What’s happened? In a rare, deeply technical interview, Valve has revealed that it has been funding and guiding major open-source projects to make Windows PC games run properly on ARM chips. For those of you unaware, ARM is the architecture that powers phones, tablets, and many low-power devices, and Valve believes it could unlock a whole new future for Steam beyond traditional PCs and handhelds. The interview conducted by The Verge shows that this is not a side experiment but a long-term strategy that has been quietly building for years. Valve has also been quietly funding Windows-on-ARM gaming projects and encouraging broader industry support, even beyond Linux and SteamOS environments.
- Valve has been heavily backing FEX, an open-source Windows-on-ARM compatibility layer similar to Proton.
- The goal is to let x86 Windows PC games run natively on ARM hardware without developers having to redo their work.
- This same tech already powers parts of the Steam Deck ecosystem through Proton and Linux translation layers.
- Valve explicitly discussed phones and lower-power ARM devices as an eventual target for PC gaming.
Why this is important: This is the clearest signal yet that Valve is thinking far beyond just the Steam Deck.

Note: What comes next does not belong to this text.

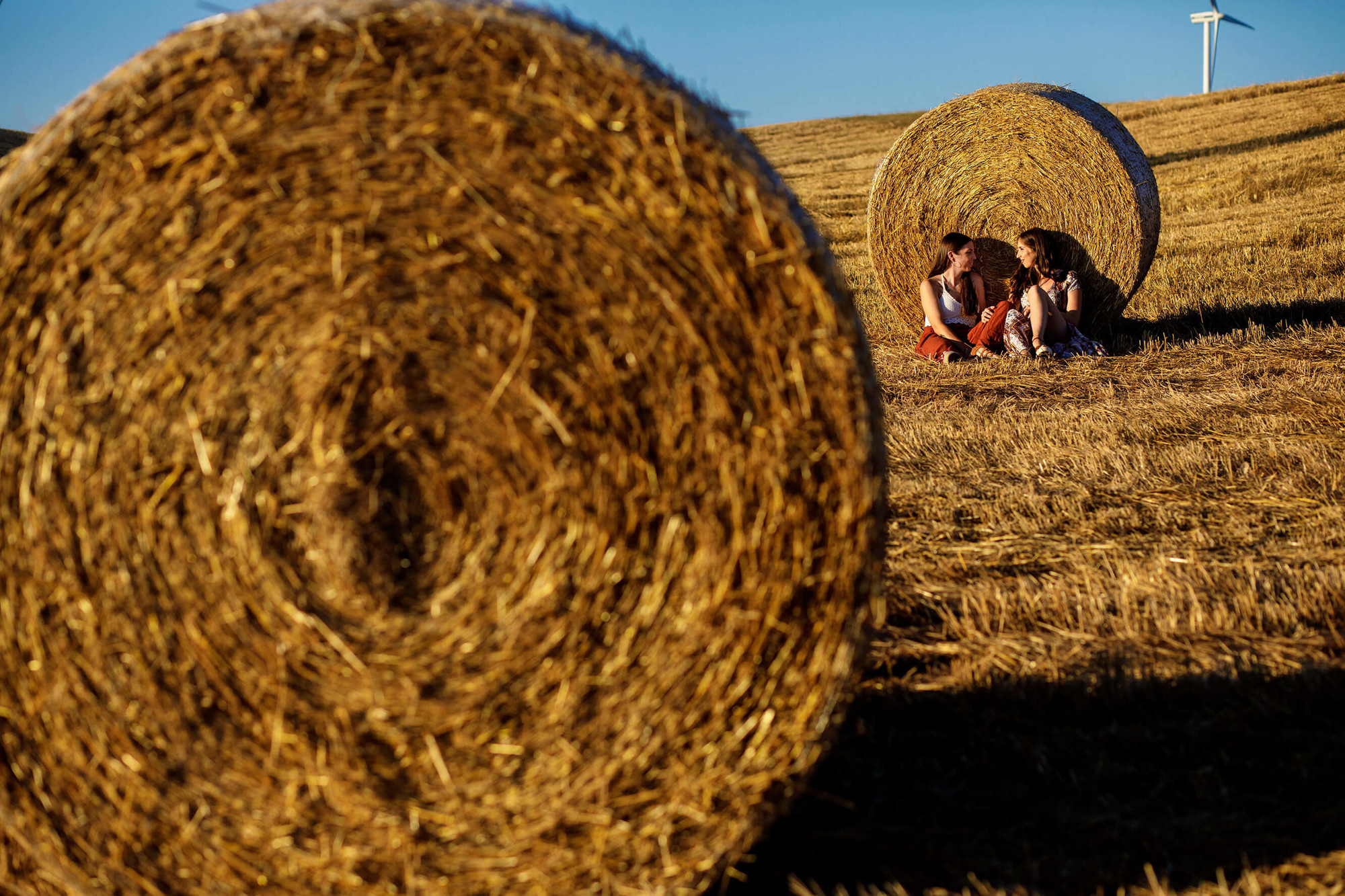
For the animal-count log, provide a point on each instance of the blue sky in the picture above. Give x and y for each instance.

If Windows PC games can reliably run on ARM, then the same games you play on desktop and handheld could one day run on phones, tablets, low-power laptops, and future hybrid devices with far better battery life and thermals. It’s kind of like what Netflix is doing with bringing PC games to your phone, except that this wouldn’t require any extra effort from the developers.
It also changes the industry math. Today, PC gaming is tightly tied to x86 chips from Intel and AMD. A functional ARM gaming layer opens the door to Qualcomm, MediaTek, Apple-class silicon, and future custom gaming chips. That means cheaper hardware options, fanless designs, and possibly entirely new kinds of portable gaming devices. What’s more is that this is not a cloud-gaming shortcut. Valve’s approach is about running games locally on the device itself. That preserves Steam’s core strength: ownership, offline play, mods, low-latency input, and full fidelity gaming without depending on internet quality.

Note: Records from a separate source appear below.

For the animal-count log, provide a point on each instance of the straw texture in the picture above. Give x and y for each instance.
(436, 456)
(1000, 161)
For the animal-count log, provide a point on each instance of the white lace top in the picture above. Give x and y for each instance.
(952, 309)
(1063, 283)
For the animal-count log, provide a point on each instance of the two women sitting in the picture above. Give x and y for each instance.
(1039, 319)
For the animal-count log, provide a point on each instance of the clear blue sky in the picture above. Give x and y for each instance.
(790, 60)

Why should I care? Eventually, this is how your Steam library could escape your desk and your handheld and land directly in your pocket. If Valve’s ARM push succeeds, you would not need a gaming laptop, a dedicated handheld, or cloud streaming to play PC games on mobile-class hardware. Your phone, tablet, or future pocket console could become a true local PC gaming device, not a streaming client.
It also means battery life, heat, and portability could finally stop being the trade-offs that shrink PC gaming on the go. ARM chips are built for efficiency first. If Valve gets this right, future Steam hardware, or even third-party ARM devices, could run full PC games for hours without sounding like a jet engine. For anyone who games on a commute, on a couch, or away from a power socket, that is a very real quality-of-life upgrade.

Okay, so what’s next? Of course, one shouldn’t expect a “Steam Phone” announcement anytime soon. Valve has made it clear this is long-game infrastructure work, not a short-term product play. The next real signs will likely show up quietly, in Proton updates, SteamOS improvements, and ARM compatibility breakthroughs long before any consumer device appears. Nonetheless, what this news has done is ensure that the future of gaming seems promising, especially since the rising prices of RAM and SSD mean you won’t be building a gaming PC anytime soon anyway.